South Korea's financial watchdog said Monday it has requested savings banks with substandard levels of capital to submit self-rescue measures as part of its efforts to overhaul the troubled sector.
Last week, the regulatory Financial Services Commission (FSC) launched a two-month inspection into 85 savings banks to look into their financial health and determine whether to pump public funds into viable players.
The Financial Supervisory Service (FSS), the executive body of the FSC, currently advises local savings banks to maintain capital adequacy ratios above 5 percent. But banks with ratios of 8 percent and more are usually deemed financially sound.
A key barometer of financial health, the capital adequacy ratio measures the percentage of a bank's capital to its risk-weighted assets.
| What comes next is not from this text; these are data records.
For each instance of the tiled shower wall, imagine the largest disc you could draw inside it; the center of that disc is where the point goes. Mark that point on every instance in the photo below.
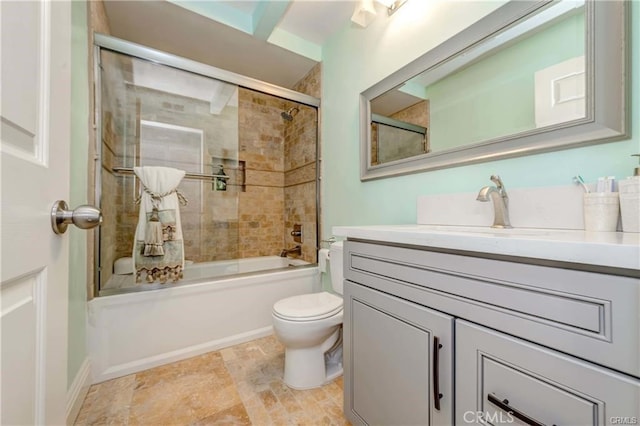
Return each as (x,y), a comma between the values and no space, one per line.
(300,153)
(280,177)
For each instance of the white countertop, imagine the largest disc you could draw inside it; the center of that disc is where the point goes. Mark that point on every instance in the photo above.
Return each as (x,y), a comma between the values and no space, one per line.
(610,249)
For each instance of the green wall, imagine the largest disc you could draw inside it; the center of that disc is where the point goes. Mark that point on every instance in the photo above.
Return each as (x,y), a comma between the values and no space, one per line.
(356,58)
(77,347)
(495,97)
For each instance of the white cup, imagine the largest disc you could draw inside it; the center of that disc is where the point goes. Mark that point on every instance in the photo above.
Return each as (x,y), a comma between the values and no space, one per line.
(601,211)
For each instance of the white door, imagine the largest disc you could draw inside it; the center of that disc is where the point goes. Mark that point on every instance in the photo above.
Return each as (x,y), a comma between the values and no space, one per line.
(34,163)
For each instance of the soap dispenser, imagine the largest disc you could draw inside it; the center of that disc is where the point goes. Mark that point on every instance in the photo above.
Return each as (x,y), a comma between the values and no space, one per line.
(629,190)
(220,181)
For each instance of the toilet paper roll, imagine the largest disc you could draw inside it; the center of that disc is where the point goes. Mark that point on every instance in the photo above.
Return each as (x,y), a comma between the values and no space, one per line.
(323,258)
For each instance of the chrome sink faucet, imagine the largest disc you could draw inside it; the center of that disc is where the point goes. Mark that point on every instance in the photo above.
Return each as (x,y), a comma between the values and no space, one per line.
(500,200)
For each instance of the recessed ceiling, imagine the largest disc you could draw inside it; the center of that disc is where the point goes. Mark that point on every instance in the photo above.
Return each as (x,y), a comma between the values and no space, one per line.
(273,41)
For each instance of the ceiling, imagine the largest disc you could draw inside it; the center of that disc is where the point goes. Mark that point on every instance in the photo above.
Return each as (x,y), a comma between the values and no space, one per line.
(277,41)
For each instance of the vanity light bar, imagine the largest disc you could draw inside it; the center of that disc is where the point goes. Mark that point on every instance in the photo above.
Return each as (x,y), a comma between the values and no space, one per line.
(392,5)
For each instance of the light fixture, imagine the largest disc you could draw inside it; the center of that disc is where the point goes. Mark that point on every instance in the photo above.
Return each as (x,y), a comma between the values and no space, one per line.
(364,13)
(392,5)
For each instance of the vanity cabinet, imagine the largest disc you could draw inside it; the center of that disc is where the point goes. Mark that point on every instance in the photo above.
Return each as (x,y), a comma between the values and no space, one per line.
(404,369)
(529,343)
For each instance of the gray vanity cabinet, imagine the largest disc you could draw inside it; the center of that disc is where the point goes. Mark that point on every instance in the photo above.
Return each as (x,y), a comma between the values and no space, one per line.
(552,345)
(400,369)
(497,374)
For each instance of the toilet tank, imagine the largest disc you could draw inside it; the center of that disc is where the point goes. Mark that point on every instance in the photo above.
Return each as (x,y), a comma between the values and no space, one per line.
(335,265)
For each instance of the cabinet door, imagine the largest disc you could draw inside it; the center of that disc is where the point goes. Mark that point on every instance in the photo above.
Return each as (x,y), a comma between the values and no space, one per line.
(501,379)
(398,360)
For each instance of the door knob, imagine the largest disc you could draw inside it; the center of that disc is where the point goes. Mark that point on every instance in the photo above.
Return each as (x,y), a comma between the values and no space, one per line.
(84,217)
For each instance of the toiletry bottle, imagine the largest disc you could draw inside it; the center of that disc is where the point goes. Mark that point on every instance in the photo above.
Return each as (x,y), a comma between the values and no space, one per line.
(629,190)
(221,179)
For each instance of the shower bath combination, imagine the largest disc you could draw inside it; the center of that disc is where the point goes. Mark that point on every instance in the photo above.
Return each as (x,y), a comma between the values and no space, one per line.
(209,148)
(290,113)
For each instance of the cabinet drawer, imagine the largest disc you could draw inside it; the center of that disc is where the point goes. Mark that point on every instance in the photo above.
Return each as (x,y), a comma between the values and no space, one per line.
(582,313)
(497,374)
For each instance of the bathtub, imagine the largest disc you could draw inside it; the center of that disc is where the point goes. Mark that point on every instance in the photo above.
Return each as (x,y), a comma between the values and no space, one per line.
(196,272)
(131,332)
"We requested all savings banks with capital adequacy ratios below 8 percent to increase capital through asset sales or injections of funds by their largest shareholders," a regulatory official said.
Based on the outcome of the inspection, South Korea plans to restructure the troubled industry in the second half. The FSC said it would pump public funds into viable savings banks to help their survival, but it may weed out non-viable players in a bid to prevent their potential defaults from weighing on the financial system.
As of end-March, all 98 savings banks' average capital adequacy ratios reached 10.25 percent, but if seven suspended players' heavy losses are taken into account, the ratio fell to 7.57 percent, according to the FSS.
South Korea is grappling with overhauling the distressed sector as local savings banks have been staggering from soured construction loans. The government has halted operations of eight players since January, one of which was sold to Woori Finance Holdings Co.